Periodontitis is a serious gum disease that can cause damage to the bone and ligaments supporting your teeth. It begins when bacterial plaque accumulates on the surface of your teeth. The bacteria then multiply and release toxins, which damage the tissues and bones. This leads to bleeding, sore gums, and periodontal pockets. Depending on the severity of the disease, your dentist may prescribe antibiotics, scaling and root planing, and surgery to eliminate the infection.
Scaling and root planing is a common nonsurgical procedure that removes plaque and tartar from the tooth roots. Plaque and tartar build up over time, creating harmful accumulations that affect the teeth and jawbone. After the plaque is removed, the root surfaces of the teeth are smoothed, which allows the gums to heal.

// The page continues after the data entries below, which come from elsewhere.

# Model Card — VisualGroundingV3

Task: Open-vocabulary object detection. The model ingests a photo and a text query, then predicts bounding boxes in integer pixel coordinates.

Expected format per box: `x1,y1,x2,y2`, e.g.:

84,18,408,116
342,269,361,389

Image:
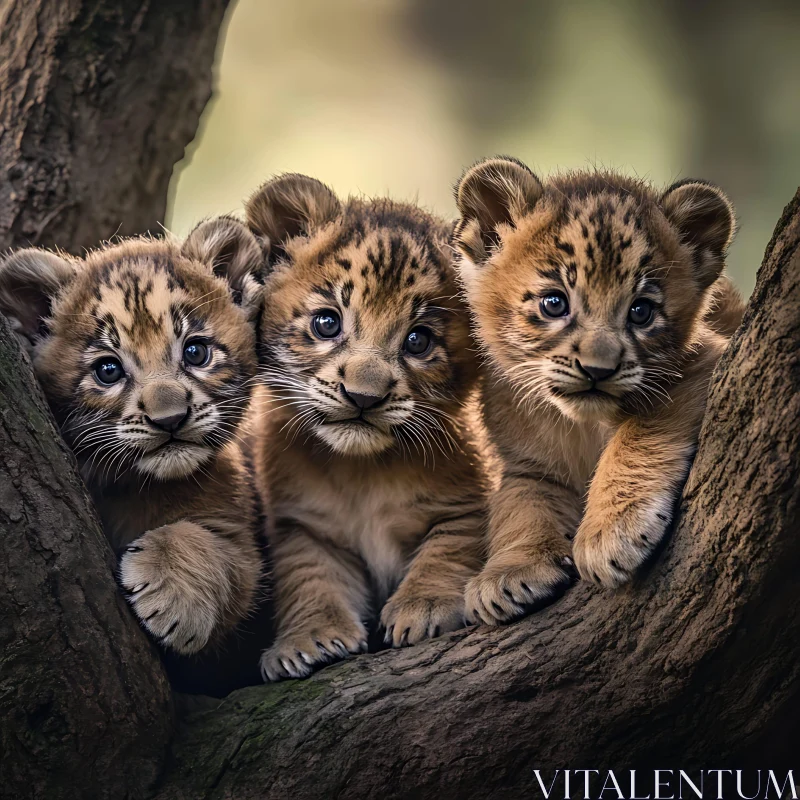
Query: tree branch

Scaling and root planing may be performed by your dentist, or by a specialist called a periodontist. During the Periodontal Gum Treatment process, your dentist will apply a local anesthetic to make you comfortable and to minimize discomfort. In some cases, your doctor will use an ultrasonic device to remove plaque and tartar. You may also be given medication to relax you.
Pocket reduction is another common surgical procedure that is used to treat more advanced periodontal diseases. Pockets are formed when your gums pull away from the roots of your teeth, exposing the underlying bone. These pockets can trap bacteria, causing an infection that can lead to tooth loss. A pocket depth of 4 mm is considered healthy, but when they become deeper, they are a warning sign of periodontitis. Pocket reduction reshapes the underlying bone, so that the bacteria are no longer trapped and can be more easily removed.
Depending on the severity of your periodontal disease, your dentist may perform the Periodontal Gum Treatment procedures on you or refer you to a periodontist for a more in-depth treatment. If your gums have already receded, bone grafts or tissue-stimulating proteins may be used to stimulate the regeneration of new bone. However, if the bones have been completely destroyed, full periodontal surgery may be the only treatment available.
Bone grafts are used to replace the bone that is lost in periodontitis. They can be made of donated or synthetic bone. Normally, the bone is placed between the gum and the existing bone. When the bone grafts are placed, the biocompatible fabric prevents any unwanted tissue from entering the area, which allows the body to regrow the bone.
Advanced periodontitis causes the destruction of the gum tissue and connective tissues. The tissue can pull away from the teeth, leaving loose teeth and an unpleasant taste and odor in the mouth. Surgical procedures such as flap surgery, pocket reduction, and guided tissue regeneration can help reduce the risk of tooth loss.
For more advanced stages of periodontitis, the dentist may prescribe medications or Periodontal Gum Treatment or perform complex interventions to restore the structure of the jawbone. Some types of bone grafts can be purchased from a licensed bone and tissue bank. Before your procedure, your periodontist may recommend antibiotics, anti-inflammatory drugs, or local anesthetics to reduce pain and anxiety.